Pool several Claude accounts with ccas, quick-swap between them, and auto-rotate to another account when one hits a usage limit.

ccas can hold a pool of Claude accounts for you. You can quick-swap between them, and have it automatically rotate to another account when the one you're on hits a usage limit. Because everything routes through the Claude proxy, the active account is applied server-side, the proxy injects it for you, so switching takes effect without re-logging in.

Adding accounts

There are two ways to add an account, and the difference matters for reliability.

Authorizes a dedicated login that the pool owns outright - its own OAuth authorization, separate from any device. Because Claude refresh tokens are single-use and rotate on every refresh, an account the pool shares with a device (see add below) can get signed out of the pool when that device refreshes the same token. A dedicated login never collides, so usage, alerts, and rate-limit tracking stay reliable even while you use the same account in Claude Code locally.

ccas account login            # authorize a dedicated pool login (opens a browser)
ccas account login "Work Max" # ...with a custom label

It runs the same Claude sign-in you already know: it prints/opens an authorize URL, you approve in the browser, and paste back the code shown on the page.

ccas account add (snapshot)

Captures a snapshot of the account you're currently logged into in Claude Code. Quick, but it shares that device's token with the pool - fine for an account you don't also use locally, but prefer login for one you do.

ccas account add            # snapshot the currently logged-in account
ccas account add "Work Max" # ...with a custom label

ccas account also auto-detects the account you're currently logged into. If it isn't in the pool yet, it offers to add it on the spot:

ccas account
# › Logged into Claude as you@example.com (Acme), which isn't in the pool.
#   Add it to the pool now? (Y/n)

Switching

ccas account            # list the pool + pick a slot interactively
ccas account 2          # switch to slot 2

Switching sets that account active server-side (so the proxy uses it) and writes it into your local Claude Code, so the account shown in Claude Code matches the one your requests actually use. Restart Claude Code to pick it up.

Autoswitch

Turn on autoswitch and ccas rotates to another eligible account the moment the active one hits a usage limit, no manual action:

ccas account autoswitch on
ccas account autoswitch off

How it picks the next account:

  • Both the 5-hour and the weekly limit trigger a switch.
  • It prefers an account of equal or higher tier (it won't drop you from a Max account to a Pro one), and only downgrades if nothing equal-or-higher is free.
  • A just-limited account is put on cooldown so it isn't immediately re-picked.
  • There's no automatic switch-back, once it moves, it stays until the next limit (or you switch manually).
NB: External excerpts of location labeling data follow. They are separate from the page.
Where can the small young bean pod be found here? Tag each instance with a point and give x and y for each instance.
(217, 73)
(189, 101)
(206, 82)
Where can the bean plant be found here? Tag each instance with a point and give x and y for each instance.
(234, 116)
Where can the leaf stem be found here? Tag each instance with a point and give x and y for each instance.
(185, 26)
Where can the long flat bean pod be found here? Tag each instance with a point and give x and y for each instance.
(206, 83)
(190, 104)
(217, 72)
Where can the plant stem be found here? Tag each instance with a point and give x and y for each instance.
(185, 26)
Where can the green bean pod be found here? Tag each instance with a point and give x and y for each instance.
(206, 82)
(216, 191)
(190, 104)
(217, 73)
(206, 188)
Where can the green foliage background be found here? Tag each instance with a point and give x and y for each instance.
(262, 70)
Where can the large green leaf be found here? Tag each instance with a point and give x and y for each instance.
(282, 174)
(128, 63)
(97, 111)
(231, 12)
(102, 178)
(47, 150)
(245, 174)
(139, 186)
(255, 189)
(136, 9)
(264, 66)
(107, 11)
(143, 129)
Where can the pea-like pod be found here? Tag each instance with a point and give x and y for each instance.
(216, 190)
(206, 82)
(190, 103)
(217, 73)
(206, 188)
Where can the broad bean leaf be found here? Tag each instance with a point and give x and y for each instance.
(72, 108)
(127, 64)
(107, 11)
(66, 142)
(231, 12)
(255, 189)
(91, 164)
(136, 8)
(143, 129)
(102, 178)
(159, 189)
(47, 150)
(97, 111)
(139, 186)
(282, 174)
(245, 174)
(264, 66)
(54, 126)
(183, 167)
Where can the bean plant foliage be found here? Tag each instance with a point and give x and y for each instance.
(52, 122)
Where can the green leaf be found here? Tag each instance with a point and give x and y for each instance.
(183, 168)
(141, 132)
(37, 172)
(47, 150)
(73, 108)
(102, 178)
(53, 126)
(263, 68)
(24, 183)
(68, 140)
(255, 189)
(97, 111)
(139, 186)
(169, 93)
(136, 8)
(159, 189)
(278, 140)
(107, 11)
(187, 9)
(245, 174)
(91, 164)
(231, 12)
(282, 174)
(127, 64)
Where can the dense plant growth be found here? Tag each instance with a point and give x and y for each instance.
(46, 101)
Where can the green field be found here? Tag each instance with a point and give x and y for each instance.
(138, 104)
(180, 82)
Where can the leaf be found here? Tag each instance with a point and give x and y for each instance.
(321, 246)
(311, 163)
If the auto-detected tier for a slot is wrong, override it from the AI → Accounts page in the dashboard (it feeds the ranking above).

The dashboard

The AI → Accounts page in your dashboard shows every pooled account with a plan badge (deeper/red = pricier tier) and live usage bars for the 5-hour, weekly, weekly-Sonnet, and Claude Design windows. From there you can set the active account, toggle autoswitch, rename, or remove an account. Usage refreshes automatically about every 2 minutes.

Commands

CommandWhat it does
ccas accountList the pool with live usage; offers to add the account you're logged into if it's new.
ccas account <N>Switch to the account in slot N (and write it into Claude Code locally).
ccas account login [label]Authorize a dedicated pool login (recommended).
ccas account add [label]Snapshot the currently logged-in account into a slot.
ccas account autoswitch on|offAuto-rotate to another account on a usage limit.
ccas account rename <N> <label>Rename a slot.

Removing an account and overriding a slot's tier are done from the AI → Accounts page in the dashboard rather than the CLI.

Live usage across your accounts is also exposed as a small read-only API, see Usage API.